What we don’t have yet, but will have:

  1. The regulation of extracellular substances via astroglia. This is the next thing I’m working on
  2. Any kind of protein synthesis or activation, such as kinase phosphorylation. After I get some of the glial cell work done, this will be the next big addition to the emulator. This is critical for the mediation of Hebbian plasticity and other types of learning. The genetic engine of the emulator will allow any sequence of instructions to be run under the specified protein activation – so this will cover everything from the addition of AMPA receptors due to NMDA receptor activation, to neurite growth due to nitric oxide as a retrograde messenger, and the entire neurogenesis process as a whole. Very excited to get started on this.
  3. Visualization engine, as a kind of virtual fMRI, for the purposes of graphical analysis
  4. A separate engine to mutate genetic code across generations for the purposes of natural selection (more on this later, a whole different phase of the project)
  5. A lot of other details, those are the biggies for now

5 Responses to SynthNet, the Start of a Neural Emulator

  1. Kim Cardinal says:

    any susceptibility to myelin sheath disorders? Axon hillocks intact still?

  2. Toni says:

    Hi Kim – first off, thanks for the interest! I’ve changed the oligodendrocytic/Schwann functionality slightly as what’s documented above. I’m trying to model the electrotonic properties of the cell membrane a little more closely than what I had, so now I use the cable equation and incorporate capacitance (in the middle of implementing this now). So axon myelination is emulated by increasing the resistance across the membrane and decreasing the capacitance, akin to what real myelin does.

    Right now no dynamic changes happen to the system outside of ion/substance transfer – so currently they are not susceptible to sheath disorders. However, in the future, the system will emulate protein kinases (I’m hoping to be ready for this in about a year or so), and it could definitely be possible for activation to trigger “deterioration”, e.g. changes to the resistance and capacitance values of the cell membrane, which in effect would be akin to deterioration of the myelin producing neuroglia.

    Axon hillocks are functioning well as we speak, they’re initiating action potentials really well (I have some great new graphs of these I need to post – I need to update the blog more often).

    Thanks again! :)

  3. Kim Cardinal says:

    Thank YOU for the response :D Please keep me in the loop….I will be following your research. ;)

  4. Nitish Reddy says:

    Hello and amazing work! I’m a biomed engineer and I always wanted someone capable enough to start a networked artificial neural network that ran online and grew slowly over the years into a pure AI because I never believed a single linked code running on system could ever become an AI.

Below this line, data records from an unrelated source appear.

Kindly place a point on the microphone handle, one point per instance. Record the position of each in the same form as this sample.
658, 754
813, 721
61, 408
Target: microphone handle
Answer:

    Anyway, I was wondering if you will set up some standard protocols of updating on shared systems before you let your model start being uploaded onto shared networks?

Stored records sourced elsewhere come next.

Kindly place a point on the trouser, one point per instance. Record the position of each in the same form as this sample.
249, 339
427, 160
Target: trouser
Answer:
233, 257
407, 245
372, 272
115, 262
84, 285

    The reason I ask is that I was skeptical of the implementation of natural selection so early into the model as I’m sure you know its not a perfect model yet. And if the basic algorithm of natural selection(or any other process for that matter) was to be changed, you could change it on all systems that are in the network. I’m worried because I somehow can see your project skyrocket in the next two years and you will not be able to take steps back.

  5. Toni says:

    Hi Nitish – thanks for your kind words about the project! You definitely bring up some good points regarding standardization of protocols and methods. I think SynthNet (if successful) could have a few possible applications – one obviously being a distributed system like you described, which is one of the reasons I designed the TCP/IP engine into it.

    There are a few more pieces that I’m going to be fleshing out before focusing on the distributed portion of it, but once I do focus on that piece, standardization will be an important part of it – I don’t think the engineer/OCD in me would allow me NOT to. ;)

    Thanks again for taking an interest – out of curiosity, are you still in school or are you in the biomed industry now? That’s another amazing field with so much potential in it.